Radar initial orbit determination method from angular track and Doppler shift measurements

The growth in the overpopulation of resident space objects calls for space surveillance initiatives. In particular, the threat posed by in-orbit collisions and fragmentations, as well as by satellites re-entry requires an efficient space objects cataloguing capability. Ground-based sensors are the main contributors to build up and maintain a catalogue of space objects. In this context, survey radars can provide angular track, slant range, and Doppler shift measurements without the need for transit prediction, allowing either the refinement or the initial determination of the target orbital state. In the latter case, a proper Initial Orbit Determination (IOD) technique is required to reconstruct the orbital state of the observed object. This work presents the IODAD algorithm (Initial Orbit Determination from Angular and Doppler shift measurements), a novel radar IOD method when slant range is not available, and thus relying only on the angular and Doppler shift measurements.
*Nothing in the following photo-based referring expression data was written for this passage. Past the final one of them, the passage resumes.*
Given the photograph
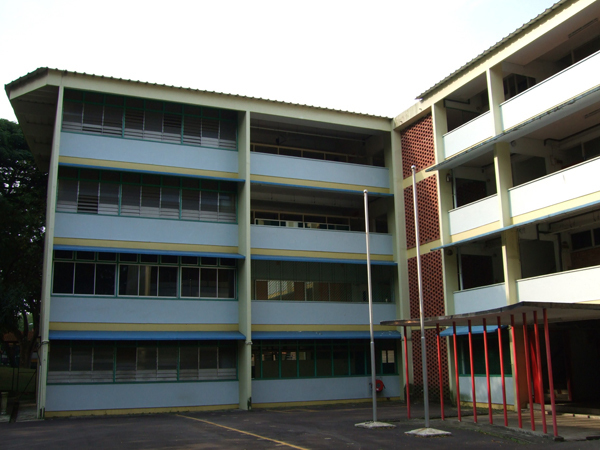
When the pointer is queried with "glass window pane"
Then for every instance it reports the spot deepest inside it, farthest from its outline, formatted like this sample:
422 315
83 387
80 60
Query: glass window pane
149 281
340 360
226 283
169 203
270 361
323 361
190 282
190 204
84 278
63 278
289 360
208 357
105 279
126 362
60 358
87 200
103 358
146 358
306 360
167 282
81 359
130 203
128 280
150 201
188 358
358 359
167 358
67 195
208 283
109 199
227 358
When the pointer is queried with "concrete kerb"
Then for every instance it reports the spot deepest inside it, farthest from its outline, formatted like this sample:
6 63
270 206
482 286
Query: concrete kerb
374 425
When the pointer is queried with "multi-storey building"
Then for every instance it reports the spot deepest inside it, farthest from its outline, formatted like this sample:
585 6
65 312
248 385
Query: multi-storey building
208 250
508 147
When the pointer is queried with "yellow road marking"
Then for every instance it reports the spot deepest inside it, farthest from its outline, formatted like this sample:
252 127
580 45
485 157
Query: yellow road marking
244 432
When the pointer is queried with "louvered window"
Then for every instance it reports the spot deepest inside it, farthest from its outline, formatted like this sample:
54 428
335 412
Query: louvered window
136 118
131 194
77 362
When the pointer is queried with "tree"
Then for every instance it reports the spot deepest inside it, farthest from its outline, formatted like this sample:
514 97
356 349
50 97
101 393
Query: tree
22 220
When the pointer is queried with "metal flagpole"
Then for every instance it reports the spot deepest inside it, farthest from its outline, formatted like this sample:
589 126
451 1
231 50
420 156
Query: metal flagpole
421 313
373 382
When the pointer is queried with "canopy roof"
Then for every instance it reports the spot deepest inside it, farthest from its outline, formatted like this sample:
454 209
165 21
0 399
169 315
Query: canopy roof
557 312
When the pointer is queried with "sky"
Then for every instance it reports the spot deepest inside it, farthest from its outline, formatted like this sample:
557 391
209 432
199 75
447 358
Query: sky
371 57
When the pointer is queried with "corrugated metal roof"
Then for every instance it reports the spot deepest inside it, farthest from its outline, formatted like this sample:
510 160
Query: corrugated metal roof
43 70
493 47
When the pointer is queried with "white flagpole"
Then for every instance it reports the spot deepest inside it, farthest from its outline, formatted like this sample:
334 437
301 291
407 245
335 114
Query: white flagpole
373 381
421 313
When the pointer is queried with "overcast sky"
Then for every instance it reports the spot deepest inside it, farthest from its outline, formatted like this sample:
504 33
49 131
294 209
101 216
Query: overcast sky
370 56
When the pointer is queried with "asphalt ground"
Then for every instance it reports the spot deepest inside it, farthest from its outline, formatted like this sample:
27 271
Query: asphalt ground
294 428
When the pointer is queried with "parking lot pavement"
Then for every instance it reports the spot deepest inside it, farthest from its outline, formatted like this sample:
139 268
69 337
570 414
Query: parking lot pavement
299 428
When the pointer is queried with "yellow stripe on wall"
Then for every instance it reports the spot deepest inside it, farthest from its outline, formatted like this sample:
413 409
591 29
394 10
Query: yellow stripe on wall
318 184
324 255
285 327
100 326
476 231
145 167
162 246
553 209
111 412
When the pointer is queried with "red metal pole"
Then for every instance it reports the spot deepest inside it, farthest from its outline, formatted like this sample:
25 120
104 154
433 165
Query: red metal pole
437 326
487 371
550 377
539 364
502 372
528 370
407 376
472 374
516 374
456 371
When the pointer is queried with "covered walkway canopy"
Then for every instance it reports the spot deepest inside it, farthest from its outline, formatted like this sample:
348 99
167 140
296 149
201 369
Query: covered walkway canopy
495 320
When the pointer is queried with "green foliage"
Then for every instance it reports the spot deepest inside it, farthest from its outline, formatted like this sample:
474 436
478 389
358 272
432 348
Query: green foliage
22 219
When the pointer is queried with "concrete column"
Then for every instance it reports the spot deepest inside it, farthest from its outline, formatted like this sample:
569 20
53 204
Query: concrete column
396 221
48 256
510 239
495 85
244 268
445 204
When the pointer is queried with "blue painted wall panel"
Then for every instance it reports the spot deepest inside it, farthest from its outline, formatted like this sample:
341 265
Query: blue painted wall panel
278 312
307 239
316 389
137 229
142 310
140 395
310 169
147 152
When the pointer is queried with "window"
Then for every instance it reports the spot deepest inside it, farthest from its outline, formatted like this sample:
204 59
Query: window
91 273
321 358
322 282
141 361
131 194
136 118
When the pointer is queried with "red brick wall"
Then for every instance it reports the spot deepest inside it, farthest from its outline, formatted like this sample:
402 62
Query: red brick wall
429 224
417 146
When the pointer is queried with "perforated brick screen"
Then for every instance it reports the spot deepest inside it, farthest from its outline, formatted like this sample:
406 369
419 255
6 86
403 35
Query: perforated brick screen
417 146
433 285
433 380
429 225
433 305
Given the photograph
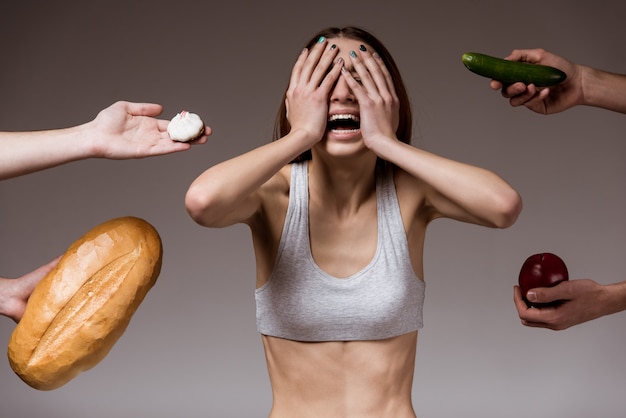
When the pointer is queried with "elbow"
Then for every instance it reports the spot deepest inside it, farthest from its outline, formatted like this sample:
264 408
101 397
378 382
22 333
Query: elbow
510 206
197 204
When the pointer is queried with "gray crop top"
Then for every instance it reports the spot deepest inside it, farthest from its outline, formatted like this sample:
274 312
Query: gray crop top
301 302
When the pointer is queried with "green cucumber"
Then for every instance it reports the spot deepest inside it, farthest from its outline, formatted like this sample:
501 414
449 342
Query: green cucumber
509 72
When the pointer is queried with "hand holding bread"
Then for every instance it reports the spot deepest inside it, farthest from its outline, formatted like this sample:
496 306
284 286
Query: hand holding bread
82 307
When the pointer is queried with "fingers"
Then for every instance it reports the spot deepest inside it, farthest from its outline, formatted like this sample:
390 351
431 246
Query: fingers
142 109
312 66
373 74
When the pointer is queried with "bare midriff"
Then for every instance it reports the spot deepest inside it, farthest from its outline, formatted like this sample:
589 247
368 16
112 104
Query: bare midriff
341 379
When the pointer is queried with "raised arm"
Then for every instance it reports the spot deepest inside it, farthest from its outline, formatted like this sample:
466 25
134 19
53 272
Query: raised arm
452 189
231 192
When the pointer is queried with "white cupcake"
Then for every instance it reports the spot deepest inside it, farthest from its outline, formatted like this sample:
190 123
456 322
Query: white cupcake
185 127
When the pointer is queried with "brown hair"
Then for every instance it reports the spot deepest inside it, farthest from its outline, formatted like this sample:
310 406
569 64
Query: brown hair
405 123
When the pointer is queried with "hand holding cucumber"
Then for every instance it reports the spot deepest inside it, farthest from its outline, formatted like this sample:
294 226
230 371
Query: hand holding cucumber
544 99
509 71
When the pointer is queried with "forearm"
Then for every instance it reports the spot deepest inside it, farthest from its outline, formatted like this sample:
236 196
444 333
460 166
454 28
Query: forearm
225 193
461 191
604 89
615 298
27 152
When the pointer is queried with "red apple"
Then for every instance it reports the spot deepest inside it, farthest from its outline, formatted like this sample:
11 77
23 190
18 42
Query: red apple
541 270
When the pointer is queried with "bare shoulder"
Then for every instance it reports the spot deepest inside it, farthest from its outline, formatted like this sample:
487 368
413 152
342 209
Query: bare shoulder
274 197
412 195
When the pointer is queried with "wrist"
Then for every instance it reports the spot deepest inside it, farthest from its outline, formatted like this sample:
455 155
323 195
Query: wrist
603 89
616 297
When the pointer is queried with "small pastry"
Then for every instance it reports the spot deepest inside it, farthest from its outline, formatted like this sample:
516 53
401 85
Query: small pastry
185 127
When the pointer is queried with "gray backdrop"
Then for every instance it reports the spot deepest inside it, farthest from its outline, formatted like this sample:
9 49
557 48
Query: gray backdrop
192 348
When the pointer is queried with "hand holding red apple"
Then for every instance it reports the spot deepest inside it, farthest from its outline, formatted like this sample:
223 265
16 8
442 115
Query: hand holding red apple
541 270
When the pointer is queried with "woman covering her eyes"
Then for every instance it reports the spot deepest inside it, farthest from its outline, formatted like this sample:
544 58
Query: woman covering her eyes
338 207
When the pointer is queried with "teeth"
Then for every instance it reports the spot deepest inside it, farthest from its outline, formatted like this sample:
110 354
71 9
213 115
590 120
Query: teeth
343 117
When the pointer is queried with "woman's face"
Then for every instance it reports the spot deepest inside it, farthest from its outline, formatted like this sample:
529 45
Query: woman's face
343 128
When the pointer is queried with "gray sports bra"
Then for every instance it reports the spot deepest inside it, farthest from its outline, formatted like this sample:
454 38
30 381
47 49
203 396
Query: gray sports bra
302 302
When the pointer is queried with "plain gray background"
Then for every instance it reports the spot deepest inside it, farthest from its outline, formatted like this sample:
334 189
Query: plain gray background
192 349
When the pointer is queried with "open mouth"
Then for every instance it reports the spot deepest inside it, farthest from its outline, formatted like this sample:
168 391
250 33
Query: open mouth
343 123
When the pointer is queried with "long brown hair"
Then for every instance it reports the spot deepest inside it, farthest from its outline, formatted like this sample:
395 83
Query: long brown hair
405 123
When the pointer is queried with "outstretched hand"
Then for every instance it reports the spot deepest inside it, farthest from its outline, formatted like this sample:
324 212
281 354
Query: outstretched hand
545 100
127 130
14 293
579 301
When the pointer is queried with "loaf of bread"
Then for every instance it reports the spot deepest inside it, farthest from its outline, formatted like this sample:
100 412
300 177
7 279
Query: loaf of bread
80 309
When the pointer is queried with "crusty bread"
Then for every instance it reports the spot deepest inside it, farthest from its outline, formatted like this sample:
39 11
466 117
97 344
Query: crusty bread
82 307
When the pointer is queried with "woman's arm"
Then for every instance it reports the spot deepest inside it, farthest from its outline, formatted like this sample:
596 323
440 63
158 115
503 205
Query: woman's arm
453 189
231 192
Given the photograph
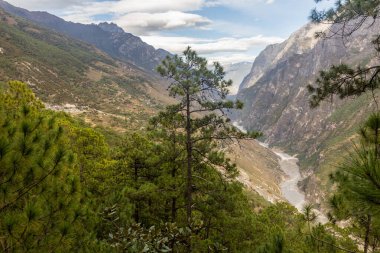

The proposed IOD algorithm combines the optical admissible region, computed from the angular track measurement, with the measured Doppler shift to compute a first estimate of the orbital state. This combination forks depending on whether the radar is monostatic or bistatic. At the end, the first estimate is refined through a batch filter and the IOD result is returned in terms of mean state and covariance. Unlike existing methods, the new algorithm offers greater flexibility and ease of operational application, as it does not need long measurements tracks as input, nor a specific advanced computational technique. Numerical simulations show the potential of the IODAD algorithm, both through nominal and sensitivity analysis, proving its validity to any survey radar. In addition, a comparison with an existing method demonstrates the significantly better performance of the proposed method. Finally, the results are confirmed by analysing a real dataset of transits concerning calibrator satellites.